CETA will increase drug costs: Since 2003, big brand name pharmaceutical manufacturers in Canada have consistently failed to meet previous pledges to invest 10% of their sales revenues in research and development. 2013 was the lowest year on record at 5.4%. Yet, in spite of this, CETA has extended patent protection on pharmaceutical drugs. It’s estimated that this will cost Canadians at least an extra $850 million annually.

CETA will reinforce our competitive trade disadvantage with Europe: Canada runs a $20 billion trade deficit with the EU and it’s been growing. Furthermore, 83% of the EU’s exports to Canada are comprised of highly processed or finished products compared with only 18% of Canada’s to Europe. CETA will remove 99% of import tariffs which we cannot then re-impose. The ability of fu­ture governments to utilize tariffs to support strategic sectors as Can­ada competes with the much larger EU economy is gone. That’s an enormous concession. Canadian industries that will be most negatively affected by cheaper EU imports include processed foods, textiles, clothing, motor vehicles, machinery and equipment.
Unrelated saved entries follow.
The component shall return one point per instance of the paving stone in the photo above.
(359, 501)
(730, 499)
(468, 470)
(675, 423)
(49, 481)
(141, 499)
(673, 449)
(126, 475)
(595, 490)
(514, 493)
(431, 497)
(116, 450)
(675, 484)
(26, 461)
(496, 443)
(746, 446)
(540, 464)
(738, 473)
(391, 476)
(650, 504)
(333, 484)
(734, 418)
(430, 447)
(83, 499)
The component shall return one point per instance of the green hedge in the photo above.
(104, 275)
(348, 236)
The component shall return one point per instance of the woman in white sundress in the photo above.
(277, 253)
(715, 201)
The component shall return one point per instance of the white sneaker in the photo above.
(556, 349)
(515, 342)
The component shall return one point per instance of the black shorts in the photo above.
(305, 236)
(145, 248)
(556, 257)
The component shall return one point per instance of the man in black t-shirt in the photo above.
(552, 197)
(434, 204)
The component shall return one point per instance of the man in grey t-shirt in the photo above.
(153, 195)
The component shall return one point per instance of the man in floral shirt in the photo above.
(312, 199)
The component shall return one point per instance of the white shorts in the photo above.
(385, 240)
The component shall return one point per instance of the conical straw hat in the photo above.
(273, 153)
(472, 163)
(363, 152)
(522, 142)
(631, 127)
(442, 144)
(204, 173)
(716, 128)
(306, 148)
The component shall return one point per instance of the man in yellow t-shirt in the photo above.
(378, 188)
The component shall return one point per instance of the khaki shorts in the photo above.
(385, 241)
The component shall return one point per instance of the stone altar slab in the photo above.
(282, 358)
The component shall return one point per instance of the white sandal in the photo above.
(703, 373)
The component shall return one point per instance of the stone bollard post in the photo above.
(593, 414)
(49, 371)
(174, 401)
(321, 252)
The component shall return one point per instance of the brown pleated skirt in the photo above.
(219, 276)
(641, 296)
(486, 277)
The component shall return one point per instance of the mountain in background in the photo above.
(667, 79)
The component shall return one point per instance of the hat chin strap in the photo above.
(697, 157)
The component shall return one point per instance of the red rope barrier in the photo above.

As for exports, Newfoundland and Labrador may well sell more fish to the EU but the minimum processing jobs that give employment to people will be gone. Canadian farmers probably won’t increase agricultural sales to Europe by much, as the Europeans produce and export beef, pork and food crops.

The really big winner may actually be the oil industry. The Harper government has intensely lobbied the EU over the last five years to get tar sands oil into Europe. Is it possible that the enormous giveaways detailed above were made to achieve that purpose? If so, was this ever necessary? The deteriorating relationship between Europe and Russia, a major exporter of oil to Europe, already means that Europeans are reconsidering their position. In June Spain received its first shipment of tar sands oil.

A report worth reading: In a timely manner, and for this I’m very grateful, The CCPA has just come out with a 127 page analysis of the CETA document. The shift towards expansive corporate rights documented in Making Sense of the CETA is so profound that one has to ask why any elected government would want to do this to us. As to the how, they managed to do it, that’s simple. They held highly secret negotiations to which corporate lobbying groups had access while just about everybody else was excluded. MPs, MLAs and MHAs were told virtually nothing about CETA. Around 50 municipalities across the country, including both small and very large, were so upset by what they learned from CETA leaks that they actually requested to be exempted from the agreement. Their requests were ignored. 


Ratification of CETA may take up to two years but the Harper government has already asserted that they will not entertain any major changes to the agreement.  But heh!  Trade is good for Canada.  The European Union will make a good trading partner. Therefore CETA is good for us.